Looking for The Best Way to Easily Attach Badges for Girl Scouts? Or looking for a Badge Magic Alternative?
Hello Campers and outdoor enthusiasts! Over the years both as a Girl Scout and a mom of Scouts, I have tried many, many methods of attaching merit badges to sashes, vests, tunics and Boy Scout uniforms. I’ve also witnessed a few methods that I never thought to try. People will go to some pretty serious lengths to avoid pulling out a needle and thread. Regardless of your preference, the very best way to attached badges and patches to fabric is to teach your Scout how to sew. If for some reason this is not an option, here are the best (and worst) ways to glue, iron, and sew on boy scout and girl scout badges, in no particular order. Whether you’re webelos, daisy girl scouts, brownies or cub scouts there are Badge Magic Alternatives.
I will start with a true Girl Scout confession of mine. When I was a Junior Girl Scout and I wanted to quickly add some badges to my sash, I resorted to the stapler. Here’s how that went…
Pros: Very fast, fairly permanent in a pinch.
Cons: Everyone can totally see that you tried to staple your badges to your sash. (Safety pins would fall into the same category.)
Hot Glue Gun:
I only know that people try this one by the sad empty glue spots where pretty lost badges once lived.
Pros: Rapidfix and looks great…
Cons: …for 5 minutes
Fabric Glue/Fabric Adhesives: People swear this is their favorite method. It works best if your badges have fabric backs. The “iron-on” backing/residue will not stay glued.
Pros: Fast and looks great…
Cons: but not for long.
Follow Iron-On Patch Directions:
I’ve had one person tell me that they simply followed the ironing instructions that came with the badge to press patch and it had worked perfectly. Witchcraft! I don’t believe it. And don’t leave me comments that it works. No, it does not.
Pros: Bragging rights that you are a master ironist. And also fast and durable, if you are a witch.
Cons: Stop bragging.
This is a sheet of adhesive that requires no sewing or ironing of patches. There is also a pack that come pre-cut to the standard shape badges. Simply remove the paper layer. Sounds amazing, right? The reviews praise this product and while I’ve heard it’s easy at the start, after several washes, the badges begin to peel up at the corners and eventually fall off. You can buy this at the girl scout store or the Boy Scouts of America Store or on Amazon and follow Badge Magic operations. The employees at the shops will answer your questions.

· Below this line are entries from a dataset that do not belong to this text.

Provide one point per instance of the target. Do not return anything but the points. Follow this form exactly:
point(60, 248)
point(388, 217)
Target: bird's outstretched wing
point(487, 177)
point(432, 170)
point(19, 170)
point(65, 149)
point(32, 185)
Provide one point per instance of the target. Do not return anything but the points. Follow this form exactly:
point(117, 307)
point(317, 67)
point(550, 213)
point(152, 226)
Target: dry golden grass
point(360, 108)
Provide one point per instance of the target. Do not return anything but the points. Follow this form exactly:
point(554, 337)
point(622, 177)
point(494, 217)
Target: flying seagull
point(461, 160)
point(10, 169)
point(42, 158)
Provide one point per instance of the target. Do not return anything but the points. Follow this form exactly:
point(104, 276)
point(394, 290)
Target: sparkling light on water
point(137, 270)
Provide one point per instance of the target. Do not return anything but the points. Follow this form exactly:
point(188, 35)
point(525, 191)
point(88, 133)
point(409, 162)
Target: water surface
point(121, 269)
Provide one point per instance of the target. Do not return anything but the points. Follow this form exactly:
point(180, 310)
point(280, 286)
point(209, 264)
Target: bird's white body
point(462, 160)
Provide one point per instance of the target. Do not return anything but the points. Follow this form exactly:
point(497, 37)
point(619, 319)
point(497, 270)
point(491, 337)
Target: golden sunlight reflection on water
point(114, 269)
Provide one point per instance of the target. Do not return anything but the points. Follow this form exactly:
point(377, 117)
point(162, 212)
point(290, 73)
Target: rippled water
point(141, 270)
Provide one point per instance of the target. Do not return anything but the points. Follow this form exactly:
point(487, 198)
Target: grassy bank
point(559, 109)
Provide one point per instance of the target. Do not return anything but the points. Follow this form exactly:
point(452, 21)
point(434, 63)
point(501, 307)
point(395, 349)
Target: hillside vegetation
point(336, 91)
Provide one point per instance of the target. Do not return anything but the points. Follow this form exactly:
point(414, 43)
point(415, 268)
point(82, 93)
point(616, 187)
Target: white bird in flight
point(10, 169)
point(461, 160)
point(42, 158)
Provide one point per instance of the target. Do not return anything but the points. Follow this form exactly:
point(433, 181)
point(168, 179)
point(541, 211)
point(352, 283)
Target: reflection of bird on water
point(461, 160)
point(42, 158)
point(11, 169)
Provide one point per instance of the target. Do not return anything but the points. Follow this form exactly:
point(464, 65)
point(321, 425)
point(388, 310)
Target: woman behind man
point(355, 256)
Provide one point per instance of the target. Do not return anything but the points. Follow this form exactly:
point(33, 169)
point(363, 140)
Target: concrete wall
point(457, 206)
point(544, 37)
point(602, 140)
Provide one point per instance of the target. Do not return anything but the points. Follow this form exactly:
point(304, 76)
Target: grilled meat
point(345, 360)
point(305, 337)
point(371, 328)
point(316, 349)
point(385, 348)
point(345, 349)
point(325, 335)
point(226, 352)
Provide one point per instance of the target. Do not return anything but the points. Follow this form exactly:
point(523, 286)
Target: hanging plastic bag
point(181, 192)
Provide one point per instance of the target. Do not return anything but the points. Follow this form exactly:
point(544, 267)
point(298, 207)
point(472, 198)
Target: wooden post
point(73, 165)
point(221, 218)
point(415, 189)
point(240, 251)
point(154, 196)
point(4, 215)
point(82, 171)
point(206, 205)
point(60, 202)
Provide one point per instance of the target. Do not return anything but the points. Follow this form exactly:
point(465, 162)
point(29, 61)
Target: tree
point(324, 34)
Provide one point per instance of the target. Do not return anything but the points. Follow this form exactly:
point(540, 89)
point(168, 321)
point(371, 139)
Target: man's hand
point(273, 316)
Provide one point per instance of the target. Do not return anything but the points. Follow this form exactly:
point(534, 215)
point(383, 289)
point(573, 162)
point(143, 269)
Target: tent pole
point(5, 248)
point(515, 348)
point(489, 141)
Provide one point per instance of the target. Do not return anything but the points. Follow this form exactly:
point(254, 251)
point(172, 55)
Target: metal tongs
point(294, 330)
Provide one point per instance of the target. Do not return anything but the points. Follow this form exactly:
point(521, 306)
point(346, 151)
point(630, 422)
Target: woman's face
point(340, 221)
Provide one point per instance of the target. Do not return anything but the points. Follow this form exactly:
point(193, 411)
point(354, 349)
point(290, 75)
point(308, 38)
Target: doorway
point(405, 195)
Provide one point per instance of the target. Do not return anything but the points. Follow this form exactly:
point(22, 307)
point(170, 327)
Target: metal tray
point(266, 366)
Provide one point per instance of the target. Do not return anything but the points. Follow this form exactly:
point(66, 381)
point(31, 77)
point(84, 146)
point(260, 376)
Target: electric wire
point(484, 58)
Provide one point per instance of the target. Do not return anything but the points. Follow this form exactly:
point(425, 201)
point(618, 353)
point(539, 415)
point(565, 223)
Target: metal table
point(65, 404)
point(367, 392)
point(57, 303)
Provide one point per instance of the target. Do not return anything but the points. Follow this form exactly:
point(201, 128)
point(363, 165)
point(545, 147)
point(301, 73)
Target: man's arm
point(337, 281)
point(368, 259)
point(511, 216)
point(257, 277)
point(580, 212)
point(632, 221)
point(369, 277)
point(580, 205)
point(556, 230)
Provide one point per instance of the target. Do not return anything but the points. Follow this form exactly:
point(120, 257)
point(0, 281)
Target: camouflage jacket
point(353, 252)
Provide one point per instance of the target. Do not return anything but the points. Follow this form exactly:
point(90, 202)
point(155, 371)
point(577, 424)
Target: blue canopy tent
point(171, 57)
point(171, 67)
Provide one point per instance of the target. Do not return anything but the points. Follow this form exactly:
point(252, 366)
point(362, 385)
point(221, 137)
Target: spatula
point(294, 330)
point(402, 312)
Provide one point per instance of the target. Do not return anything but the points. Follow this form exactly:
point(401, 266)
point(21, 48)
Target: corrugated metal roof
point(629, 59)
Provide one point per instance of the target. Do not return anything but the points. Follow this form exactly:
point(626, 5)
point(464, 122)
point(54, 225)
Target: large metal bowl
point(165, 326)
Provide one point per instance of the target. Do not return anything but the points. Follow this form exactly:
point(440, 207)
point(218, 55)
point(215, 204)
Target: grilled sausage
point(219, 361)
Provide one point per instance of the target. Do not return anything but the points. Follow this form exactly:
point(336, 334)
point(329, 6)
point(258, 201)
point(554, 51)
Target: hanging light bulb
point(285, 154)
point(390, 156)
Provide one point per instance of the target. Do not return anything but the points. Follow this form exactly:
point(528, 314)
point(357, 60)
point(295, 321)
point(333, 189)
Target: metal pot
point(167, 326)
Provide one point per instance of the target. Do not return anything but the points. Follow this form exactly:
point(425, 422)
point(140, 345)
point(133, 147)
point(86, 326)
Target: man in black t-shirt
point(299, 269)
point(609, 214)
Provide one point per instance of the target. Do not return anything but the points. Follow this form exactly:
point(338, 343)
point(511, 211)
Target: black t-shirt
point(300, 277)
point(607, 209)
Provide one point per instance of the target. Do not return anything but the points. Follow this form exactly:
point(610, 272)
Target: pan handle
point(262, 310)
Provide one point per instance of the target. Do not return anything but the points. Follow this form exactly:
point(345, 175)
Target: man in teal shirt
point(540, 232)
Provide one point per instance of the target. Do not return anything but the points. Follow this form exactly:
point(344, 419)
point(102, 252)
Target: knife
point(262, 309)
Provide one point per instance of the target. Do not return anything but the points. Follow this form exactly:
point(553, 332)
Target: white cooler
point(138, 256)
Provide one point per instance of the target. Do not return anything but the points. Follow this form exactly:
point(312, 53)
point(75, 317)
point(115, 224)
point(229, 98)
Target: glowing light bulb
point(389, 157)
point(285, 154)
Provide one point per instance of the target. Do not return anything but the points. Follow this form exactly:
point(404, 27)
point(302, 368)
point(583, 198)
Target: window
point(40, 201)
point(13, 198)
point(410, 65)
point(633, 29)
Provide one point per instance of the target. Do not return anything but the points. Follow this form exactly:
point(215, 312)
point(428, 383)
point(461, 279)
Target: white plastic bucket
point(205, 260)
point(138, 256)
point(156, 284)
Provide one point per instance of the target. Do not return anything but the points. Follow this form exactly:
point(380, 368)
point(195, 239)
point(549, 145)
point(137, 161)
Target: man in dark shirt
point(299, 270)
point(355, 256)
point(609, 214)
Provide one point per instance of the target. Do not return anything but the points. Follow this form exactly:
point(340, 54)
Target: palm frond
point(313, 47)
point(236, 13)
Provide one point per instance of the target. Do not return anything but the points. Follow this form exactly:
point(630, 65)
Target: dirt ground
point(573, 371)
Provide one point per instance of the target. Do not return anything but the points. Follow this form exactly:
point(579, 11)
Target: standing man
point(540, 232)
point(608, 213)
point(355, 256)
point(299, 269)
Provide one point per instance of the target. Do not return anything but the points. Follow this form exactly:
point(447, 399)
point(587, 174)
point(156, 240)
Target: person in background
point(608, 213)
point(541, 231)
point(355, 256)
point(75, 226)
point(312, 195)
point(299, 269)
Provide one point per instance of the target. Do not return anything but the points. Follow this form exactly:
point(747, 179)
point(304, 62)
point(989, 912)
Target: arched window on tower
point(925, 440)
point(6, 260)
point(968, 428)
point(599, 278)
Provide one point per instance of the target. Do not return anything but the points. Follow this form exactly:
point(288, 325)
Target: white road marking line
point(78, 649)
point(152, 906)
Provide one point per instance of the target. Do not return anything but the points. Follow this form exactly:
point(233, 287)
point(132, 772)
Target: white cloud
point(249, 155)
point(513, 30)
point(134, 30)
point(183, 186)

Pros: Easy solution to get started. If you plan to never wash your vest/tunic/sash, you have a shot at hanging on to those hard-earned cub scout badges . Is it worth the risk?
Cons: A temporary fix only, for most.
This method is time consuming but it’s the best way to teach the kids to sew on their own badges and it can be a portable project. Match the background or try invisible thread.
Pros: It’s a classic, it works, forever.
Cons: Takes a long time and if your stitches are not close to the edge, the patch will appear to peel up, even though it’s secure. Is there a better way?
Yes, machine sewing badges is the best solution. I’ve tried zig-zagging the edge, changing thread color, and invisible thread, here’s what I’ve learned.
Zig-zag over border:
Pros: looks great, secure.
Cons: thread changing and mad sewing skills required.
Sewing inside border with matching thread:
Pros: Looks good, secure.
Cons: thread changing required.
And without further adieu…
The best way to easily attach Girl Scout badges is to machine sew with invisible thread.
The key is to use invisible thread on the front and traditional thread in the bobbin. If you use invisible for both, it will jam up, bunch and break.
Pros: Quick, forgiving, secure. Looks great!
If you are a den leader, troop leader, or scout, you might want to try this! These tips will also work for military sales, cosplay fashion performers and comic-cons costumes on a mission to attach their rank boasting fabric additions.